04-07-2021 09:19 AM
We're in the process of renaming a number of devices across our network. When renaming the devices in NSO this seems to present challenges for any services that are already deployed on them. I'm opening this thread to explore gather opinions and suggestions on how to undergo this transition while maintaining the state of deployed services.
Our service yang models use leaf-refs to restrict selections of certain fields to existing data. In almost all cases these fields are mandatory. There is also Python code which looks into the device configuration to make certain decisions about the configuration being deployed - for instance, using parts of the device hostname or the Loopback0 address.
Previous threads on this topic have suggested using a no-networking commit to perform the updates, but I don't think this works for us.

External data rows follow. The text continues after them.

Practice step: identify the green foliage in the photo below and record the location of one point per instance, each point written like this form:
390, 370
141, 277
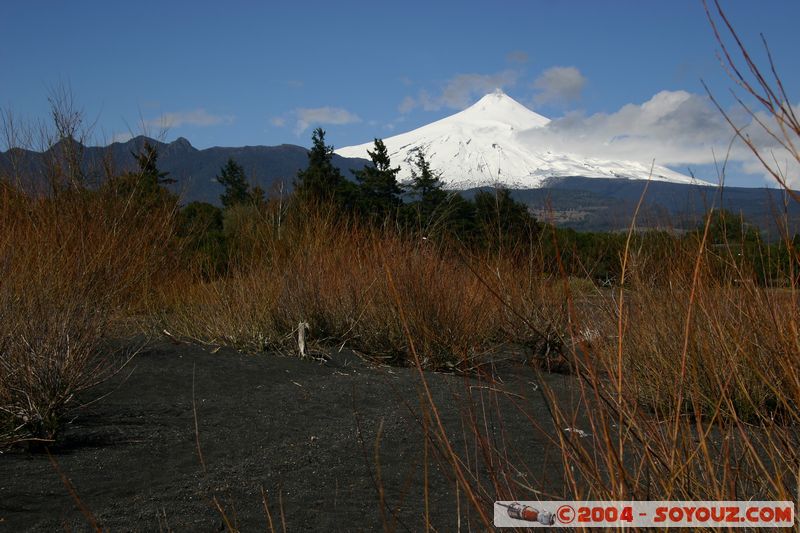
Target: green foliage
147, 185
503, 222
233, 178
429, 200
200, 228
378, 191
321, 182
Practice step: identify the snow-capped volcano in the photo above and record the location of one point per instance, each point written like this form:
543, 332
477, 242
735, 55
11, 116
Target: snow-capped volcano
482, 145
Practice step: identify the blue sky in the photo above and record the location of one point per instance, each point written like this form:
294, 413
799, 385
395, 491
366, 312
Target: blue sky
247, 73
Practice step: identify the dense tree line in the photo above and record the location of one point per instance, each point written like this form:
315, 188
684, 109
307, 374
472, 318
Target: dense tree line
491, 221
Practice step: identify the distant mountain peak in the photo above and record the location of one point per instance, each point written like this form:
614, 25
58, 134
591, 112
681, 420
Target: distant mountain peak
182, 143
482, 145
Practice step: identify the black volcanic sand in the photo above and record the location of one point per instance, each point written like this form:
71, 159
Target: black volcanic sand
303, 428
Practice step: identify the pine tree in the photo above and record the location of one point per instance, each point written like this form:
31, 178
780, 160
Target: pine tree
150, 176
501, 220
321, 181
379, 193
233, 178
426, 188
148, 183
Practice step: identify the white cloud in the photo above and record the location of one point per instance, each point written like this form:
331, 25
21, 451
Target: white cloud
460, 91
121, 137
316, 116
517, 56
676, 128
197, 117
559, 84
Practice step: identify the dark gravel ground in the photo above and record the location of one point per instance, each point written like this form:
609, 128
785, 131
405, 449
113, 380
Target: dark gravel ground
304, 431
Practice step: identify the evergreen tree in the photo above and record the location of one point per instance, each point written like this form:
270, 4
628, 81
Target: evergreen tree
150, 176
379, 193
501, 220
233, 178
321, 181
148, 183
426, 189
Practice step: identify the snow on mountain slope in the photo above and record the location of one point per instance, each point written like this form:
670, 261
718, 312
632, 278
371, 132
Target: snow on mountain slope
481, 146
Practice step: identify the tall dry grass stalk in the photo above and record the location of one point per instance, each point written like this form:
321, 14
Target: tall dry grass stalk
71, 267
331, 274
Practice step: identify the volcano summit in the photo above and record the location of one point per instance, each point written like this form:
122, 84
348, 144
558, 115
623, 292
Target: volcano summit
483, 145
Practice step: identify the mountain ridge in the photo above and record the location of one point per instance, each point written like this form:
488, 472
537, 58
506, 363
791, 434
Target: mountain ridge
481, 145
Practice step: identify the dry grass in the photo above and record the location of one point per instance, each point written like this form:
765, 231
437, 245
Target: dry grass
334, 276
71, 267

When the device is renamed (using the rename command), the service configurations are not updated automatically. The act of renaming the device also invalidates the selections due to the yang restrictions, so the configuration must be "restored" manually during the transaction. When committing this complicated transaction, the service code throws errors because it cannot access the device configuration. The configuration the service needs is in the same transaction, so it is invisible to the service deployment code.

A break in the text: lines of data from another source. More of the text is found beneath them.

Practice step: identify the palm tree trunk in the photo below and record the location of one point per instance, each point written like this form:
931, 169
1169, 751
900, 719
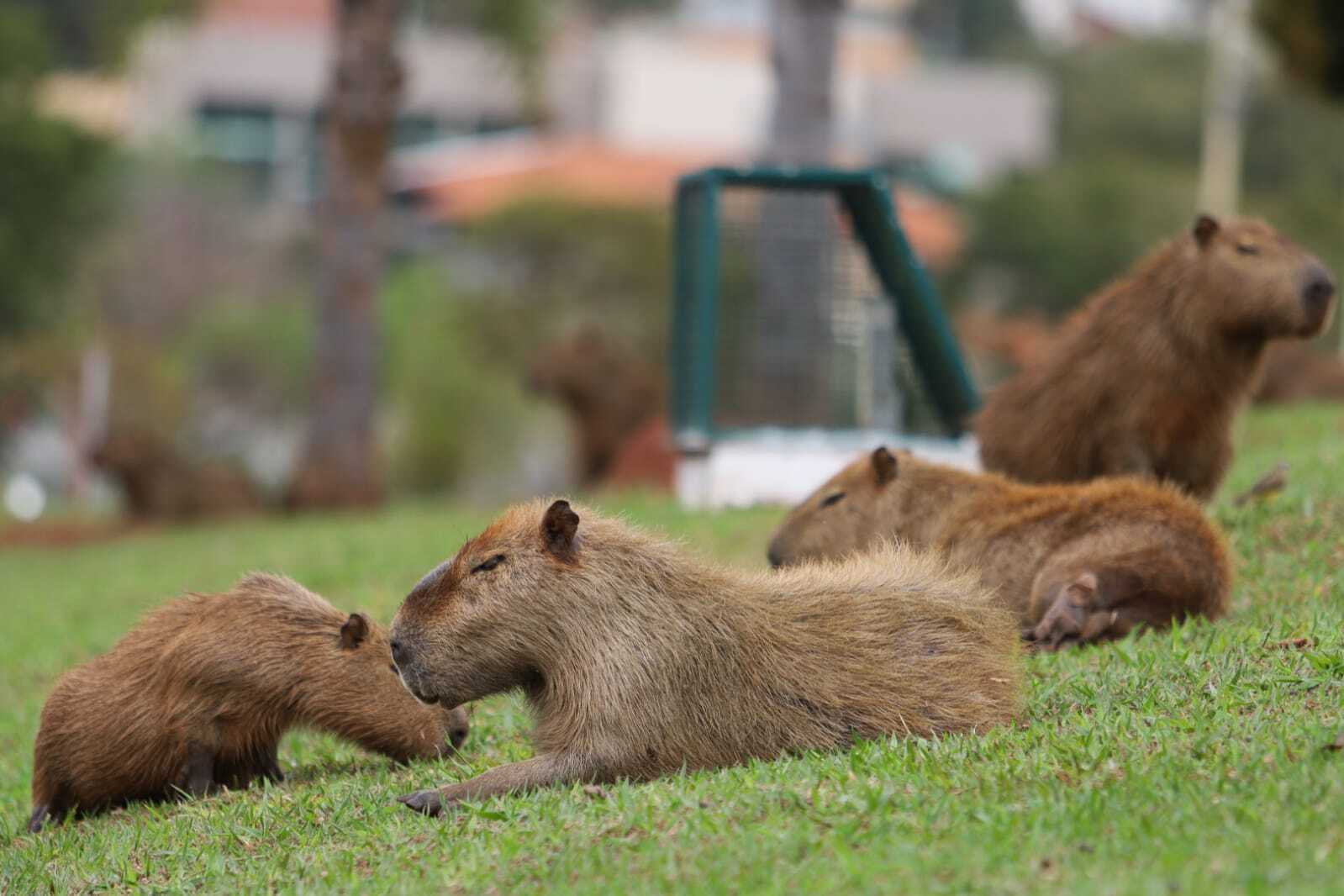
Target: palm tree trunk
341, 464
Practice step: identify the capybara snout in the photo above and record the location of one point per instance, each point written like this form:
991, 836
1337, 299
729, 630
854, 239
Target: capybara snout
1317, 298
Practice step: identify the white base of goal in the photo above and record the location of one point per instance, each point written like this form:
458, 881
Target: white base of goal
784, 466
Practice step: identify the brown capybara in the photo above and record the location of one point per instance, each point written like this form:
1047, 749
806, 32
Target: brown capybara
199, 693
1078, 561
161, 484
608, 391
1146, 377
639, 661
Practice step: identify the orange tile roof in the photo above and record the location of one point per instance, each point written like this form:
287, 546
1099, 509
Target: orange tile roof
482, 180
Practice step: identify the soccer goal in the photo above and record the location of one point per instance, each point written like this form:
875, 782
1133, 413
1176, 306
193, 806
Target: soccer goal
804, 332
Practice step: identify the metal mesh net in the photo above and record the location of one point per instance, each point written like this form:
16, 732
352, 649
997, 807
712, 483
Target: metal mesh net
805, 336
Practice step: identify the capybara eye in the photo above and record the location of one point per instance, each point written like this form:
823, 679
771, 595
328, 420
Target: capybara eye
486, 566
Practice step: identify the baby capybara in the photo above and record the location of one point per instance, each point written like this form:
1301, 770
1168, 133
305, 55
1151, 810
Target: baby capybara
639, 661
1148, 377
1079, 561
199, 693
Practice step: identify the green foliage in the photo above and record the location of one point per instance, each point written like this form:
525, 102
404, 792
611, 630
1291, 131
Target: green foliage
49, 179
87, 34
1189, 762
969, 29
459, 410
258, 354
1128, 170
1061, 234
563, 262
1310, 35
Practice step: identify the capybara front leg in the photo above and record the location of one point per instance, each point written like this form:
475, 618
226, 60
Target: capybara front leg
530, 774
201, 770
269, 765
45, 814
1075, 614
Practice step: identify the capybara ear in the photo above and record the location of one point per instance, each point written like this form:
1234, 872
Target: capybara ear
1204, 229
884, 465
558, 528
354, 630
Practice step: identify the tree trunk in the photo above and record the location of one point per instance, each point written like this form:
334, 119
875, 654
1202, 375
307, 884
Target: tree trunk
341, 466
791, 355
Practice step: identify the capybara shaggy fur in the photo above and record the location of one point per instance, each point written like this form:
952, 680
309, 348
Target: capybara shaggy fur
1146, 377
608, 391
199, 693
639, 661
1079, 561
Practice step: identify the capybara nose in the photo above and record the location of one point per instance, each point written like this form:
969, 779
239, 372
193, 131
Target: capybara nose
1319, 292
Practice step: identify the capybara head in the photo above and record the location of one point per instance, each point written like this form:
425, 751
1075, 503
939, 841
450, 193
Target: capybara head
841, 516
399, 729
473, 625
1258, 281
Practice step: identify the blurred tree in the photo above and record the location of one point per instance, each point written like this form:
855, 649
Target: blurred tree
1310, 35
49, 183
365, 89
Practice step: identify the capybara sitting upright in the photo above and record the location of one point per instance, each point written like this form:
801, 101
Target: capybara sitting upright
639, 661
1146, 377
199, 693
1079, 561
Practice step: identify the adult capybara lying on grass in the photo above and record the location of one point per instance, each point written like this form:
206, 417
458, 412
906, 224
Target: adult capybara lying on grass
199, 693
1146, 377
1074, 561
639, 661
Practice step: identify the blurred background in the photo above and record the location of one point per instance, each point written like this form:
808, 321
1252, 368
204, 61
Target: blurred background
281, 254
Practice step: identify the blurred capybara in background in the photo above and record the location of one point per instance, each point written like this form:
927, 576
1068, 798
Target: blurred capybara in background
639, 661
159, 482
1000, 345
1074, 561
1297, 372
199, 693
610, 395
1146, 377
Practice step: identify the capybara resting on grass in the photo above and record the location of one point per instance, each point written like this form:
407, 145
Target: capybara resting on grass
199, 693
639, 661
1146, 377
1081, 561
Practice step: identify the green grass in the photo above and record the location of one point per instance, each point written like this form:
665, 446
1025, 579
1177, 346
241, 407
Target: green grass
1191, 761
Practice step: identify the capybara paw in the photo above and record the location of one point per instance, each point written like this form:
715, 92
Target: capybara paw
40, 819
1070, 618
428, 802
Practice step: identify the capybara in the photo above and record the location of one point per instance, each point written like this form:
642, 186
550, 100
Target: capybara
1077, 561
609, 393
639, 661
1146, 377
199, 693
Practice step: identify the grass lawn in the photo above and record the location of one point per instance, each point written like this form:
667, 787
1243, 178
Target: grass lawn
1193, 761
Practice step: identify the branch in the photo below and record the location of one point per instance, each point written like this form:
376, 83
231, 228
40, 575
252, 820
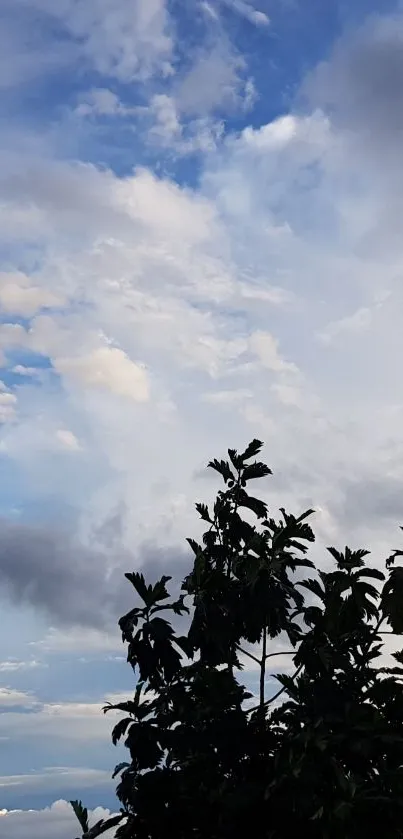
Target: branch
263, 668
245, 652
276, 695
286, 652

We thought about creating a new device alongside the existing device and moving the services over to the new device. A sync-from would be performed on the new device initially to prevent the issues with the service code, but this also removes the possibility of a reverse-diff since the earliest version of the configuration on the new device already includes the service configuration deployed. Once the services are pointed to the new device, their get-modifications would be empty. We could re-deploy reconcile the services, but removals would not have a configuration to revert the device back to. Normally, an interface, for instance, would return to its "default" state which would have predated the service configuration.

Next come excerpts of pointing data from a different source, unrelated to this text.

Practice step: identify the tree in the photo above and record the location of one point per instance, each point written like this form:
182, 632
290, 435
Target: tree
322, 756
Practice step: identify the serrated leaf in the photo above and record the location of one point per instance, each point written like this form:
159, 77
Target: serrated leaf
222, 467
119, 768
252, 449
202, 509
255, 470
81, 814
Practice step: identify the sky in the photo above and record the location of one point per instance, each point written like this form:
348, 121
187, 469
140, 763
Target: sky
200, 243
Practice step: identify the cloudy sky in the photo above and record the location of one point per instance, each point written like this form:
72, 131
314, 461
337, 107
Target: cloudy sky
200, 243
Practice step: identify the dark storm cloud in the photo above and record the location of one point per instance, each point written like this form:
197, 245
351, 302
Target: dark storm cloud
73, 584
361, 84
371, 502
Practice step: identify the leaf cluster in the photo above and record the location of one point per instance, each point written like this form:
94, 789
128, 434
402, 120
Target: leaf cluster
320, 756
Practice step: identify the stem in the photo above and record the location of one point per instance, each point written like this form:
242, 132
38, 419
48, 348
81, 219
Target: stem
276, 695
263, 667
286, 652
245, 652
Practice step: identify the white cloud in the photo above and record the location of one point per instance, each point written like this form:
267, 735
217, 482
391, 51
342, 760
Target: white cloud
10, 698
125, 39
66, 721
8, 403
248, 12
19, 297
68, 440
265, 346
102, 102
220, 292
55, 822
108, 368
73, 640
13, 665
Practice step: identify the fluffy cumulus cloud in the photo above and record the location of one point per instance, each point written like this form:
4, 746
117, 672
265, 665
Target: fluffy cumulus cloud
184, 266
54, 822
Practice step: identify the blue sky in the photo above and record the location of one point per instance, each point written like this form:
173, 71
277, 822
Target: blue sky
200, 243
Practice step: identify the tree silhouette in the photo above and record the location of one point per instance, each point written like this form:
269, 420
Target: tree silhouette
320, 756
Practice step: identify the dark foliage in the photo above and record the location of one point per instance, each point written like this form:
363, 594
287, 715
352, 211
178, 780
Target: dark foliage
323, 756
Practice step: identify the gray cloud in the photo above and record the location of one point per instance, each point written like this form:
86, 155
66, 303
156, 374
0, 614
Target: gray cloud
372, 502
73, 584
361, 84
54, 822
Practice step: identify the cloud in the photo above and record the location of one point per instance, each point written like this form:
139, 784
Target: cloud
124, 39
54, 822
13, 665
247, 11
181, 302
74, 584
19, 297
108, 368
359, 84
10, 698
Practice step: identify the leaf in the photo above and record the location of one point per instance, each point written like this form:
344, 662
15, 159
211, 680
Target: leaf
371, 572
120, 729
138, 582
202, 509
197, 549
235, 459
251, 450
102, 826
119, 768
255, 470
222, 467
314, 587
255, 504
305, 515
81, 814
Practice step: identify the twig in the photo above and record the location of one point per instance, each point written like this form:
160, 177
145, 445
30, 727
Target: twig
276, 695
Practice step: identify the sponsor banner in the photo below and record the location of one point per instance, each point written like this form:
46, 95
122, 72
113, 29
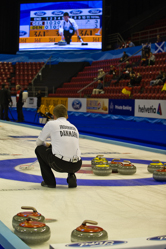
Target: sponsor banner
150, 108
122, 107
72, 12
58, 38
54, 101
31, 102
97, 105
77, 105
132, 243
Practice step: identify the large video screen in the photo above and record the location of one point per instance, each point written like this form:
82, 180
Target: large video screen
67, 25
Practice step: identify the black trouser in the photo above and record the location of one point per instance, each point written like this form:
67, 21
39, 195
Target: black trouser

We also considered modifying the service code to allow bogus selections temporarily while this work was undertaken. The yang model adjustments could probably be made relatively easily, but the problem comes with the code that reaches into the device configuration. The values normally retrieved from the CDB would need to be provided manually in some way. This is probably impractical to do for the several hundreds of deployed service instances.
Probably the worst option we came up with was to perform the updates on an overnight maintenance window, remove the service configuration entirely, rename the device, and deploy the service configuration from scratch. This would maintain the proper back-pointers, but would cause a service outage for our customers due to essentially a cosmetic update on our end, which we would want to avoid if at all possible.
At this point we're not sure what the best way to go about this will be.